Has the department been advised or keeping up with the Maryland High School student, Caleigh Wood, who refused to take part in a school assignment to write the Islamic conversion prayer that states…"there is no god but Allah, and Muhammad is the messenger of Allah:? Fox News reported last week that the “Supreme Court rejects case of Maryland student forced to write Muslim conversion prayer”. "The Federal district Court and the Fourth Circuit Court of Appeals ruled IN FAVOR of the high school’s Islamic Curriculum.

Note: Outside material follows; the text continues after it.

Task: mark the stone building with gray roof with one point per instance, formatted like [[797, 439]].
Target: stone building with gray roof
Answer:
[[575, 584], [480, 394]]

The Fox News accounts are misleading. Condensed from a fairly neutral treatment at Education Week:

  • Caleigh Wood took the required World History class as an 11th grader at La Plata High School in La Plata, MD, during the 2014-15 school year. The unit entitled the Muslim World was five days of a yearlong course that covered the Renaissance and Reformation, the Enlightenment period, the Industrial Revolution, and World Wars I and II.

  • School officials declined to excuse Wood from the unit, and John Wood directed his daughter not to complete the assignment, which resulted in a lower percentage grade for the course, but did not affect her letter grade [I believe she got an F, but this is not clear to me].

  • The Woods sued under the First Amendment, and lost in a federal district court. In its Feb. 11 decision, a three-judge panel of the U.S. Court of Appeals for the 4th Circuit, based in Richmond, Va., also ruled for the Charles County district and its officials. According to the 4th Circuit court, “The use of both the comparative faith statement and the shahada assignment in Wood’s world history class involved no more than having the class read, discuss, and think about Islam. These types of educational materials, which identify the views of a particular religion, do not amount to an endorsement of religion.

I don’t have time right now to learn the Supreme Court’s argument for not hearing the case. Clearly, it supported the lower court decisions.